The Lonely Londoners by Sam Selvon
Published in 1956, Selvon’s award-winning book is a funny and iconic chronicle of post-war Caribbean migration to Britain.

This slim but influential work encapsulates the romance and disenchantment of an imagined city that was both magnet and nightmare for its new colonial citizens, a promised land that turned out to be an illusion for these young idealists.

Selvon deserves a place with the ‘Angry Young Men’ of the 1950s such as John Osborne and Alan Sillitoe as a chronicler of changing times.

Black Tudors: The Untold Story by Miranda Kaufman
The Tudor period is a favourite of historical fiction and costume dramas. Kaufman’s book tells the stories of 10 significant Africans less well known to us, tracing their tumultuous paths through society; uncovering a rich array of detail about their daily lives and how they were treated.

This was a world where skin colour was less important than religion, class or talent; before the English became heavily involved in the slave trade, and founded the American colonies.

These stories question the traditional narrative that racial slavery was inevitable and that it was imported to colonial Virginia from Tudor England.

Windrush, A Ship Through Time by Paul Arnott
The word Windrush has become associated with the Home Office’s ‘hostile environment’ but East Devon’s Paul Arnott tells the full story of the ship significant for the landing of the first members of the Windrush Generation at Tilbury in 1948 in a wonderfully readable book.

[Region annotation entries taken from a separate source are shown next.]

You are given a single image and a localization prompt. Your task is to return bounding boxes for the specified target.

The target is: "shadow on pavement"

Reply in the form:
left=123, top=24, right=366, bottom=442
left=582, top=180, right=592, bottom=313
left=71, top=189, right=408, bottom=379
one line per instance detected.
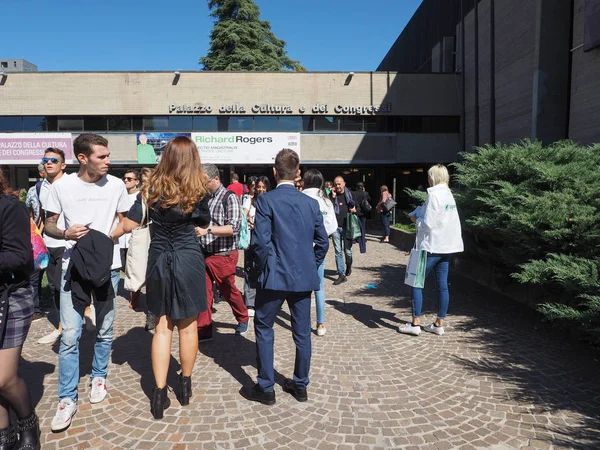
left=112, top=327, right=181, bottom=402
left=424, top=273, right=600, bottom=449
left=19, top=357, right=58, bottom=408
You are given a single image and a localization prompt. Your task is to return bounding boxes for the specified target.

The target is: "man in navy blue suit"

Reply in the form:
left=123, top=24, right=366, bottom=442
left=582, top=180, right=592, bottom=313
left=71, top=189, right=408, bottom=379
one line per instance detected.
left=240, top=149, right=329, bottom=405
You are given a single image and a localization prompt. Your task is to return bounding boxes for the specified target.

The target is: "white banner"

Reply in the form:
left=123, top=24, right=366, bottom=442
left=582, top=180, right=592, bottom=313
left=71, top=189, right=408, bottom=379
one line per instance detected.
left=192, top=133, right=301, bottom=164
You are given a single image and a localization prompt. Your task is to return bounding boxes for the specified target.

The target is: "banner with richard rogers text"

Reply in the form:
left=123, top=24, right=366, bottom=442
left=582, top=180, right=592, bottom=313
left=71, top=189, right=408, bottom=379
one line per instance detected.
left=192, top=133, right=302, bottom=164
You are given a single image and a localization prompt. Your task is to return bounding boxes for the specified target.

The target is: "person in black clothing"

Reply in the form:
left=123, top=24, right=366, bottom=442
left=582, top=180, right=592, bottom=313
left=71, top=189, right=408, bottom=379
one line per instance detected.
left=0, top=171, right=40, bottom=450
left=123, top=136, right=210, bottom=419
left=352, top=182, right=371, bottom=241
left=331, top=176, right=356, bottom=286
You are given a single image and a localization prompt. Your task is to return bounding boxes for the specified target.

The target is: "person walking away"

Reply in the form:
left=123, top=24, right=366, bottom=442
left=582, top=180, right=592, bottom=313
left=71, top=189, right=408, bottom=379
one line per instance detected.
left=240, top=149, right=329, bottom=405
left=332, top=176, right=356, bottom=286
left=375, top=184, right=392, bottom=242
left=244, top=176, right=271, bottom=317
left=0, top=170, right=41, bottom=450
left=123, top=136, right=210, bottom=419
left=398, top=164, right=464, bottom=336
left=37, top=147, right=71, bottom=344
left=198, top=164, right=248, bottom=341
left=44, top=133, right=129, bottom=432
left=302, top=169, right=337, bottom=336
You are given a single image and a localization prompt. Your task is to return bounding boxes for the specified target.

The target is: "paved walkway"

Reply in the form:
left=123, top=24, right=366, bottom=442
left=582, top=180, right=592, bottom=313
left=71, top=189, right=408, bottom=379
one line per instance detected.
left=22, top=230, right=600, bottom=450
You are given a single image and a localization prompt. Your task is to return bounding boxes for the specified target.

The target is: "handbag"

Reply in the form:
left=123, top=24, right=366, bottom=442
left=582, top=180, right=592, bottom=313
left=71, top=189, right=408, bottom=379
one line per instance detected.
left=346, top=213, right=362, bottom=241
left=29, top=219, right=50, bottom=270
left=381, top=197, right=397, bottom=214
left=404, top=241, right=427, bottom=289
left=124, top=196, right=152, bottom=292
left=360, top=198, right=373, bottom=213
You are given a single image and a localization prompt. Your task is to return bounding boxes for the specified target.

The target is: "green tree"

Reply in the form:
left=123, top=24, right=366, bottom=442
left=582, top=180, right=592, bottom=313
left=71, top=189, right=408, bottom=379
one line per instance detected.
left=200, top=0, right=306, bottom=71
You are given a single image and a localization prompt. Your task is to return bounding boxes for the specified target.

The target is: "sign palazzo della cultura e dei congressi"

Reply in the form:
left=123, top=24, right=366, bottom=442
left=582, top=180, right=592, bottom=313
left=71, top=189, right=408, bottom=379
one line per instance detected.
left=192, top=133, right=302, bottom=164
left=169, top=102, right=392, bottom=115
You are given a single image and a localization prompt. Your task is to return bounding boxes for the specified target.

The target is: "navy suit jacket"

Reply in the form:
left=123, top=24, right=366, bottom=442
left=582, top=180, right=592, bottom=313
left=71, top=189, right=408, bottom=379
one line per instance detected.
left=254, top=184, right=329, bottom=292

It is an intensely political and revealing narrative, detailing how a ship built in a Jewish-owned shipyard in pre-Nazi Germany, later took Norwegian Jews towards their death in Auschwitz, ferried British soldiers from Indian partition and to combat Mau Mau freedom fighters in Kenya.

Windrush is a fascinating look at 20th-Century history through the life of a single ship.

Girl, Woman, Other by Bernardine Evaristo
Despite being hailed as a breakthrough, Evaristo’s joint Booker-winning novel was, in fact, her 11th book.

Girl, Woman, Other follows a cast of 12 vivid characters on their personal journeys through society and the last hundred years. They're each looking for something; a shared past, an unexpected future, a place to call home, somewhere to fit in, a lover, a missed mother, a lost father, even just a touch of hope.

One of our book group favourites, Girl, Woman, Other is great for getting a discussion going and is an exuberant read.

Evaristo’s memoir Manifesto: A Rallying Cry to Never Give Up is published on October 7.